Koordinator Pelatih SSB FC Maestro, Sugeng Mujiono, menegaskan bahwa membentuk pemain masa depan tidak bisa dilakukan secara instan. Menurutnya, sepak bola usia dini harus dimaknai sebagai proses belajar, bukan sekadar mengejar kemenangan di lapangan.
“Bagi kami, hasil bukan tujuan utama. Yang terpenting adalah proses.
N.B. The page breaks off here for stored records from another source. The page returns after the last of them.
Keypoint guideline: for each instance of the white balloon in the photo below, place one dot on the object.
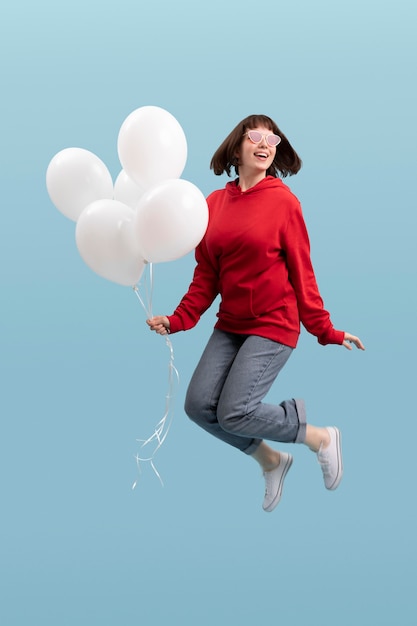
(127, 191)
(76, 177)
(170, 221)
(152, 146)
(106, 242)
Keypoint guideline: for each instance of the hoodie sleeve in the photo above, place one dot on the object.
(200, 295)
(313, 315)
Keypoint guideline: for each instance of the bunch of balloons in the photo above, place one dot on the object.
(149, 215)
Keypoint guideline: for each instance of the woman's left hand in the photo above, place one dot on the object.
(349, 339)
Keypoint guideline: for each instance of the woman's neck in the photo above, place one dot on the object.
(248, 181)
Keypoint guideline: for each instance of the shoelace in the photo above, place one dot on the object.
(323, 459)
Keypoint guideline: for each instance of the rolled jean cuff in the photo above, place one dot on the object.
(302, 421)
(254, 445)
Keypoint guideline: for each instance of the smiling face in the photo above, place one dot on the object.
(255, 159)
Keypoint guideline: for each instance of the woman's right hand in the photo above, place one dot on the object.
(160, 324)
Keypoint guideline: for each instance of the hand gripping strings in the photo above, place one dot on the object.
(162, 427)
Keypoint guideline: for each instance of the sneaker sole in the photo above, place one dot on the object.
(339, 475)
(277, 498)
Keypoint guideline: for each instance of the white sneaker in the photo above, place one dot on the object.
(330, 459)
(274, 481)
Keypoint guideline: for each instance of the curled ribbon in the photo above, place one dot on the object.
(162, 427)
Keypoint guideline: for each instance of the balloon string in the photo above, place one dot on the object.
(162, 427)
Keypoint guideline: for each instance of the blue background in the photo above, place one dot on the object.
(82, 378)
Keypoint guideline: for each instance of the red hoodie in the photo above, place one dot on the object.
(256, 255)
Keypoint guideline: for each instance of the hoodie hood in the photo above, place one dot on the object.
(269, 182)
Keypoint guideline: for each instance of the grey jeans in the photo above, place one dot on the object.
(225, 394)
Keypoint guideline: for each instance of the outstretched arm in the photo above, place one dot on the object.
(349, 339)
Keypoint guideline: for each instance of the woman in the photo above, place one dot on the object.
(256, 255)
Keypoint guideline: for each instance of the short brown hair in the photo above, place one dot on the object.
(286, 161)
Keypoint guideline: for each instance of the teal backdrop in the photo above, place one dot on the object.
(82, 378)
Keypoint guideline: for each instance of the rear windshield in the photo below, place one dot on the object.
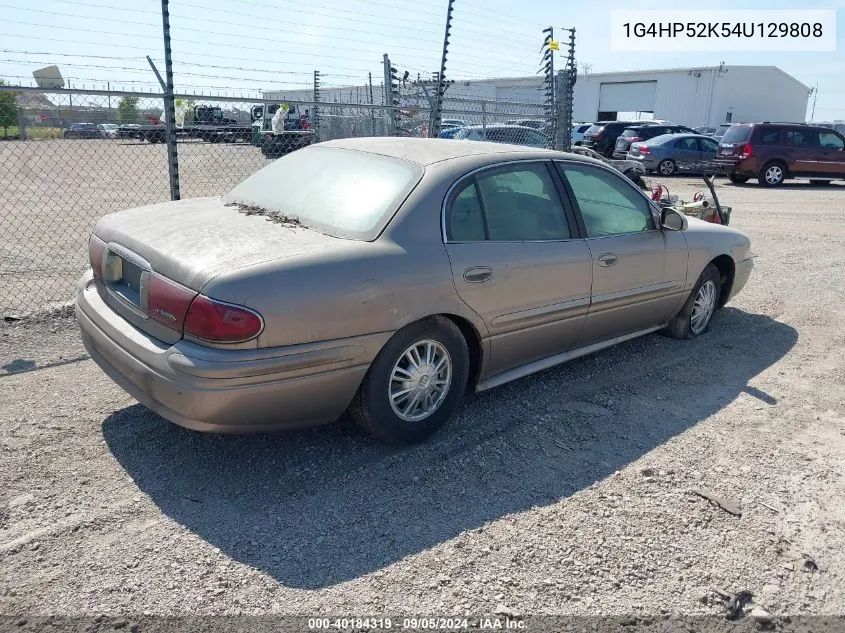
(339, 192)
(737, 134)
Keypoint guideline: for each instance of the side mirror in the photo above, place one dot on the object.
(673, 220)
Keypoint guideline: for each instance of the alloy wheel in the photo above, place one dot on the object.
(420, 380)
(703, 307)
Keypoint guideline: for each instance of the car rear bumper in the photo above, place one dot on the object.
(735, 165)
(225, 391)
(648, 163)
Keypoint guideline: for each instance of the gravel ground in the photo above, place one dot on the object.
(569, 492)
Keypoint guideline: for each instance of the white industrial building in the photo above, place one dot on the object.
(691, 96)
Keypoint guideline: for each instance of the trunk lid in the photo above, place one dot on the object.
(152, 262)
(192, 241)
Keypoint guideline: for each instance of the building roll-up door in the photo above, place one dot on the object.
(628, 96)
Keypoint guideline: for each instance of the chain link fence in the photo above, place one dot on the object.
(69, 157)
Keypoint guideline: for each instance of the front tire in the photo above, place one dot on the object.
(772, 175)
(667, 167)
(415, 384)
(694, 318)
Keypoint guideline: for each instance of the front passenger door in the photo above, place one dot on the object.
(639, 270)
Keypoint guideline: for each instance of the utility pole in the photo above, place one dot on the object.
(169, 105)
(442, 84)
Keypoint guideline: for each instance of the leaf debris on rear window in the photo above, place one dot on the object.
(272, 216)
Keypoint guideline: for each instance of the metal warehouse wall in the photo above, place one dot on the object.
(759, 94)
(681, 96)
(703, 96)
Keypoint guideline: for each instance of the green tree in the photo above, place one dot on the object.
(8, 109)
(127, 110)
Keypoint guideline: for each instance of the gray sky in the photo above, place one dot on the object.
(243, 46)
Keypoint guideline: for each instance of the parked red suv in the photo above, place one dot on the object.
(773, 152)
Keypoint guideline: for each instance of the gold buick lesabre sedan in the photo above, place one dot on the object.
(387, 277)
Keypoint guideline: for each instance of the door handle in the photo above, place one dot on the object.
(478, 274)
(607, 259)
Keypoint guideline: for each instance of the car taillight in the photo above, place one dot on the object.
(167, 301)
(220, 322)
(96, 251)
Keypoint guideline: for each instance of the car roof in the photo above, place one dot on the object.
(427, 151)
(663, 138)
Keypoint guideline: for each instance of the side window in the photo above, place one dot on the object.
(708, 146)
(802, 138)
(521, 203)
(608, 204)
(497, 136)
(770, 137)
(537, 139)
(464, 217)
(829, 140)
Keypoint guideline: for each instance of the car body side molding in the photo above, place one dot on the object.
(545, 363)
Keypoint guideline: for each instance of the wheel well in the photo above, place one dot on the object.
(780, 162)
(725, 265)
(473, 346)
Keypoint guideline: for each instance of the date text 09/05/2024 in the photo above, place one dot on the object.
(416, 624)
(724, 29)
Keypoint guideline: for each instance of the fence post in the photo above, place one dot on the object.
(561, 127)
(170, 106)
(372, 110)
(21, 124)
(389, 97)
(315, 114)
(442, 85)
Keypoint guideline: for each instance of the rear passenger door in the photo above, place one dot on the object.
(687, 153)
(639, 270)
(708, 147)
(804, 151)
(833, 154)
(517, 261)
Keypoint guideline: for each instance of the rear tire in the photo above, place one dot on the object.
(694, 318)
(772, 175)
(385, 404)
(667, 167)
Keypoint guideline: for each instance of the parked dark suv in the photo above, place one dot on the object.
(601, 137)
(773, 152)
(644, 132)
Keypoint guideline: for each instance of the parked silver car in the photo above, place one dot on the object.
(386, 277)
(675, 153)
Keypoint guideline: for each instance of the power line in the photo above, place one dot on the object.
(86, 17)
(267, 19)
(105, 6)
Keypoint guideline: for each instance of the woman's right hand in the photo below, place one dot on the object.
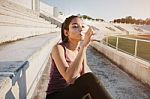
(87, 37)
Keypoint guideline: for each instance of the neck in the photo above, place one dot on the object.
(72, 45)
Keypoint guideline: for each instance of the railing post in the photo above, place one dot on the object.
(135, 50)
(107, 40)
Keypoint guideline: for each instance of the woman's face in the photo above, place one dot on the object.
(75, 28)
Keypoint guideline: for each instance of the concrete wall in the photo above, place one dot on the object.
(46, 9)
(24, 3)
(23, 64)
(136, 67)
(17, 22)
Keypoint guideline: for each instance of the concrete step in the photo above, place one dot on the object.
(23, 62)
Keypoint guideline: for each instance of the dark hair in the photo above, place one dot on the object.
(65, 26)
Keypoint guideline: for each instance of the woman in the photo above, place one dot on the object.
(70, 76)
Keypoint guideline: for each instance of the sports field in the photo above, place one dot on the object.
(128, 45)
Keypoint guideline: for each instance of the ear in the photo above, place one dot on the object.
(66, 33)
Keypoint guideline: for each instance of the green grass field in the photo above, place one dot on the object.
(128, 46)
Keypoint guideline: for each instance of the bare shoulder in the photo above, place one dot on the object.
(57, 49)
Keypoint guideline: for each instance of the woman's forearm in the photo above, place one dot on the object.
(74, 68)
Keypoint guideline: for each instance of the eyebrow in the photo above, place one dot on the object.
(74, 23)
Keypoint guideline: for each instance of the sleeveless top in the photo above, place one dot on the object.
(57, 82)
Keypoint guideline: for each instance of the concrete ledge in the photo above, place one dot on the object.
(18, 22)
(23, 62)
(5, 86)
(138, 68)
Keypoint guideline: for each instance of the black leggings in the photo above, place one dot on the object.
(87, 83)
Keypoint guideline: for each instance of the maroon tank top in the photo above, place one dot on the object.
(57, 82)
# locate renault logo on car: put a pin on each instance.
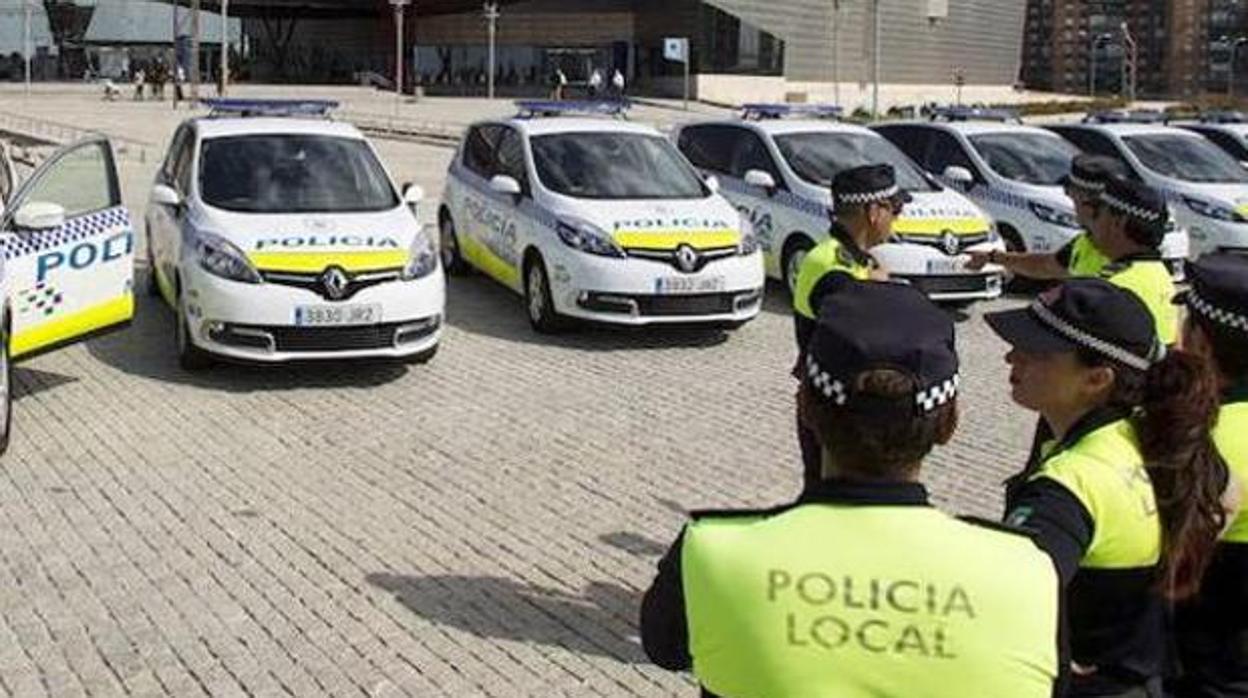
(335, 281)
(687, 259)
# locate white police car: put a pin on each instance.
(1011, 170)
(778, 171)
(1206, 187)
(598, 220)
(276, 235)
(66, 257)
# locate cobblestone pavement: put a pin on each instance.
(479, 526)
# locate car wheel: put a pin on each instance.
(5, 387)
(448, 246)
(794, 254)
(190, 357)
(538, 300)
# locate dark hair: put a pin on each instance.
(874, 446)
(1174, 407)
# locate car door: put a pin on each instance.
(68, 249)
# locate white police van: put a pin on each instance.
(66, 257)
(776, 162)
(1011, 170)
(598, 219)
(1207, 189)
(276, 234)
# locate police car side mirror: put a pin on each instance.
(165, 195)
(39, 215)
(503, 184)
(412, 194)
(960, 175)
(761, 180)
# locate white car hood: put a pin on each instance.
(282, 241)
(660, 224)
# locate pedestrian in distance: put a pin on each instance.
(866, 201)
(1127, 497)
(861, 588)
(1212, 626)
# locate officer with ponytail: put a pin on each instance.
(1127, 493)
(1212, 627)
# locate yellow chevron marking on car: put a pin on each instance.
(970, 225)
(313, 262)
(672, 239)
(71, 325)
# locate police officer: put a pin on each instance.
(861, 588)
(1212, 629)
(1127, 495)
(1080, 256)
(866, 201)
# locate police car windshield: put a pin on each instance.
(292, 174)
(818, 156)
(1035, 159)
(613, 165)
(1183, 157)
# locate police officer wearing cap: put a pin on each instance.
(866, 201)
(1212, 628)
(861, 588)
(1126, 497)
(1080, 256)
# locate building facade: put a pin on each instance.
(1183, 48)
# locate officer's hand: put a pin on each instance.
(976, 260)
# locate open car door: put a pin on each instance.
(68, 251)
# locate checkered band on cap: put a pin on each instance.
(1090, 341)
(1131, 209)
(1086, 184)
(869, 196)
(1216, 315)
(836, 392)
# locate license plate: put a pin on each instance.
(947, 265)
(689, 284)
(312, 316)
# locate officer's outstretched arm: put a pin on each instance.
(664, 627)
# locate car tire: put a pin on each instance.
(5, 385)
(538, 302)
(190, 357)
(790, 262)
(448, 247)
(422, 356)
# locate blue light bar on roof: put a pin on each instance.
(557, 108)
(268, 108)
(764, 110)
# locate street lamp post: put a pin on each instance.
(1092, 45)
(491, 10)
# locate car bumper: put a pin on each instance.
(940, 276)
(257, 321)
(632, 291)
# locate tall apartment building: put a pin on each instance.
(1183, 46)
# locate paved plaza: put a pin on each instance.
(483, 525)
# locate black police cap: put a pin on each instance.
(865, 326)
(1218, 291)
(1092, 172)
(1087, 314)
(1141, 202)
(867, 184)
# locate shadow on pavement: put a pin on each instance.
(600, 621)
(146, 350)
(478, 305)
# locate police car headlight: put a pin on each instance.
(221, 257)
(1214, 211)
(424, 257)
(749, 242)
(1055, 216)
(587, 237)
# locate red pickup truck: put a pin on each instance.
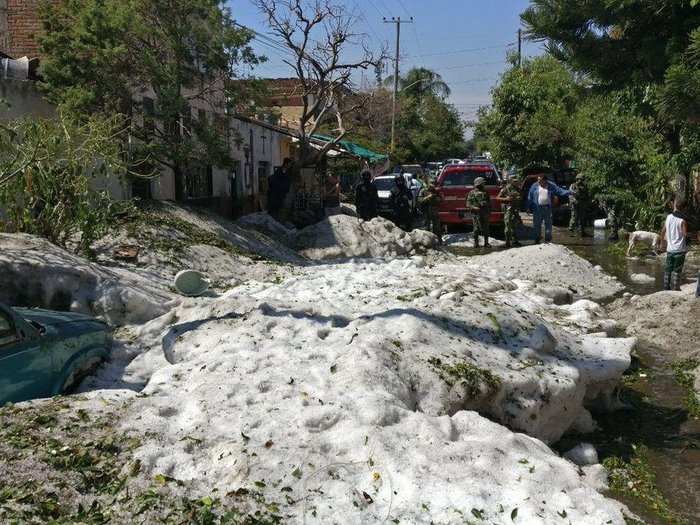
(456, 181)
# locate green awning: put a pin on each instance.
(354, 149)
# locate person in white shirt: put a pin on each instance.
(674, 232)
(539, 203)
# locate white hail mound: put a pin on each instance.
(352, 392)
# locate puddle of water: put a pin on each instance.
(659, 422)
(599, 252)
(658, 419)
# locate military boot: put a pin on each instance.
(667, 280)
(676, 281)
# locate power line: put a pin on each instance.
(363, 17)
(463, 50)
(397, 21)
(473, 80)
(377, 9)
(464, 66)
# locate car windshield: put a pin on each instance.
(384, 184)
(467, 177)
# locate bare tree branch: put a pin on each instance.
(318, 34)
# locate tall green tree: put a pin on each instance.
(531, 119)
(649, 48)
(47, 168)
(104, 56)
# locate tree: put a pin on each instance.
(318, 34)
(46, 173)
(107, 55)
(649, 48)
(624, 157)
(531, 120)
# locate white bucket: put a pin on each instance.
(191, 283)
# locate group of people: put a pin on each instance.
(539, 202)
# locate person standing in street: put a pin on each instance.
(479, 205)
(539, 202)
(401, 199)
(366, 197)
(579, 200)
(675, 232)
(278, 188)
(431, 206)
(510, 197)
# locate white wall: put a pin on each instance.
(24, 100)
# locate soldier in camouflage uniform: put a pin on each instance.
(479, 205)
(510, 196)
(430, 203)
(607, 202)
(579, 200)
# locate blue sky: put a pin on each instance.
(463, 40)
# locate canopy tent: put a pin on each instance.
(353, 149)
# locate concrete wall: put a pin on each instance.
(22, 27)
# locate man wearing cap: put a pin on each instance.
(539, 202)
(579, 200)
(510, 197)
(401, 199)
(479, 204)
(430, 201)
(366, 197)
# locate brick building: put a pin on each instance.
(20, 27)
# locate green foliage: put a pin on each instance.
(472, 376)
(636, 478)
(63, 465)
(531, 121)
(47, 168)
(102, 55)
(651, 49)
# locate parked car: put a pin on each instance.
(434, 169)
(44, 353)
(457, 181)
(385, 183)
(416, 170)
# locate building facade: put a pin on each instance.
(256, 149)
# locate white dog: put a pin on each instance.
(650, 238)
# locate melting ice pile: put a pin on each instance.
(367, 392)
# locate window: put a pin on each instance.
(200, 183)
(8, 334)
(186, 119)
(263, 172)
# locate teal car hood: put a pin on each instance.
(51, 318)
(60, 325)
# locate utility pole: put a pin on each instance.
(398, 23)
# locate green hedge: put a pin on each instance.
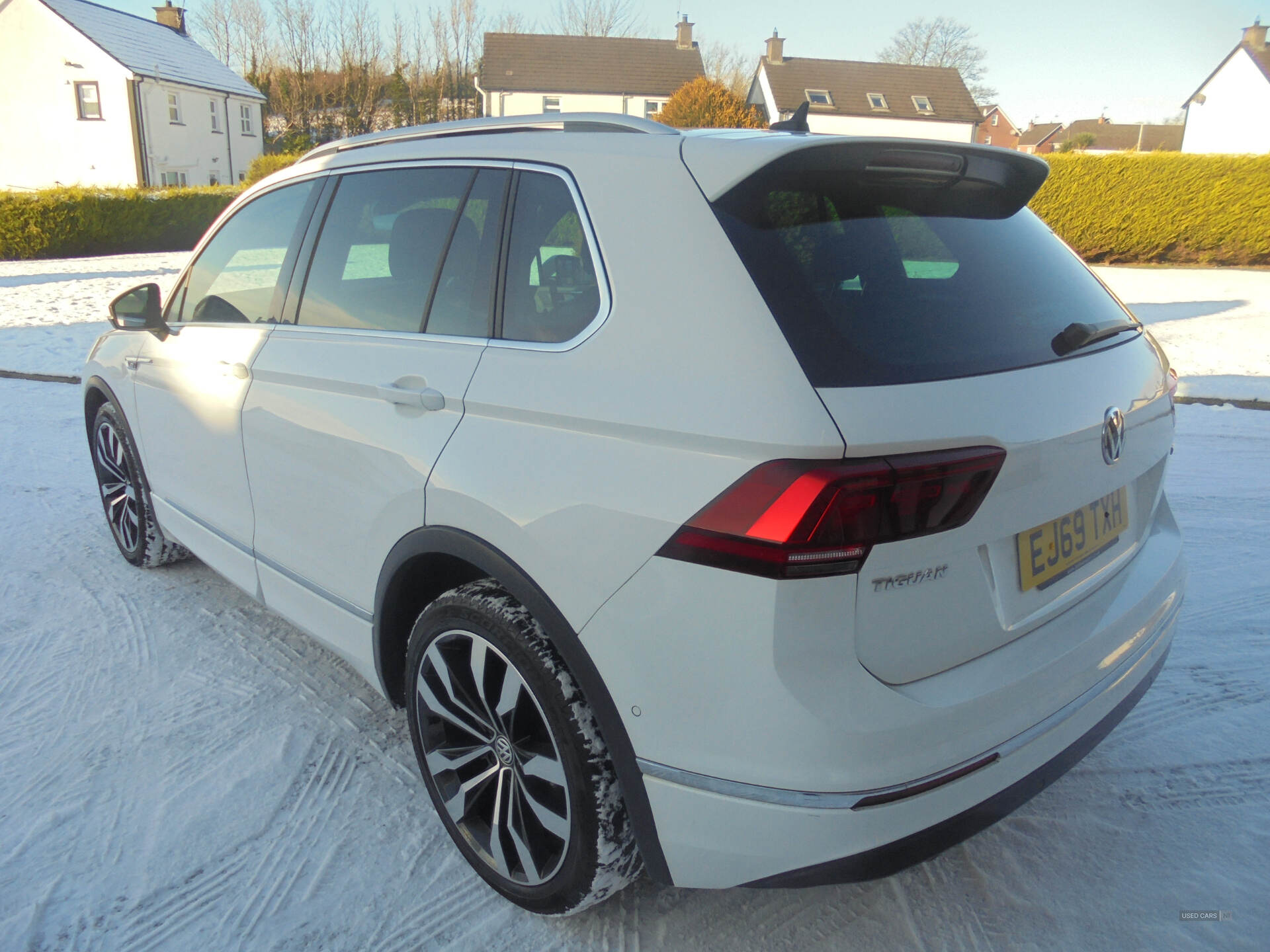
(71, 222)
(1160, 207)
(269, 164)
Anak-anak kami dampingi secara bertahap, mulai dari teknik dasar, pemahaman permainan, sampai pembentukan karakter seperti disiplin dan sportivitas,” ujar Sugeng.
SSB FC Maestro menjadi wadah pembinaan sepak bola usia dini di Surabaya, mengawal bakat anak-anak sejak U-8 dengan latihan terstruktur dan menyenangkan. Foto Surabaya.iNews.id/alup
Metode latihan dirancang progresif dan menyenangkan agar anak-anak tetap merasakan kegembiraan bermain sepak bola, tanpa meninggalkan nilai-nilai pendidikan. Pendekatan ini diyakini mampu menumbuhkan kecintaan terhadap olahraga sekaligus membangun mental yang kuat sejak dini.